Mr Phillips added that the increase in the ISA annual allowance from £15,240 to £20,000 in April 2017 will further strengthen the product’s appeal.

He also noted that the dividend allowance cut announced in the March 2017 Budget could encourage savers to place high dividend-paying investments within Isas.

“Isas can present a good option for people looking to generate retirement income because income taken from them is tax-free,” said Phillips.

“But with cash Isas currently offering very poor rates, stocks and shares Isas are likely to be a more attractive option for those willing to accept some investment risk.”

However Tom Selby, senior policy analyst at self-invested personal pension company AJ Bell, warned: "Anyone planning to retire solely on the state pension needs to seriously consider whether they can live on £8,000 a year, which is roughly what the flat-rate is worth in today's prices.

"If they can't, they need to make a plan now and utilise tax-efficient savings vehicles such as Sipps, workplace pensions and Isas to supplement the money they will get from the state.

"Given the paltry returns on offer from cash Isas and current accounts, it is worrying so many people are relying on these vehicles for retirement.
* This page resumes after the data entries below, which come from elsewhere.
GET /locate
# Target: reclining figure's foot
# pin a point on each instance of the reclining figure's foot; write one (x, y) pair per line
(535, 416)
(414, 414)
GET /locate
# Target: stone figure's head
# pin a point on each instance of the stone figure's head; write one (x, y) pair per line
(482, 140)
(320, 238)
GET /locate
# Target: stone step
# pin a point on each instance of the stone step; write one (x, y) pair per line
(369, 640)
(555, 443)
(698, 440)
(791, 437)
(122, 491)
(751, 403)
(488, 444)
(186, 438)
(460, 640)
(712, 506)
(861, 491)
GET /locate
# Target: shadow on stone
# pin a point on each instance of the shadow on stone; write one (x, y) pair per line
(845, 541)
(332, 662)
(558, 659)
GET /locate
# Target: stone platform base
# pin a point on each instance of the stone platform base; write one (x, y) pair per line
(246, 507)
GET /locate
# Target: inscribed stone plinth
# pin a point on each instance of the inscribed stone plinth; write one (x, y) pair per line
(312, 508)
"It is clear from FCA data that drawdown has replaced annuities as the most popular retirement income route for savers. This is no surprise given the extra flexibilities introduced by the pension freedoms. For many people, particular younger retirees who are still in good health, leaving their money invested is an attractive option which allows their pot to continue to grow.

"Stock market risk isn't for everyone, however, and it's vital a competitive annuity market exists in the UK so people who want a guaranteed retirement income can shop around and get a decent rate."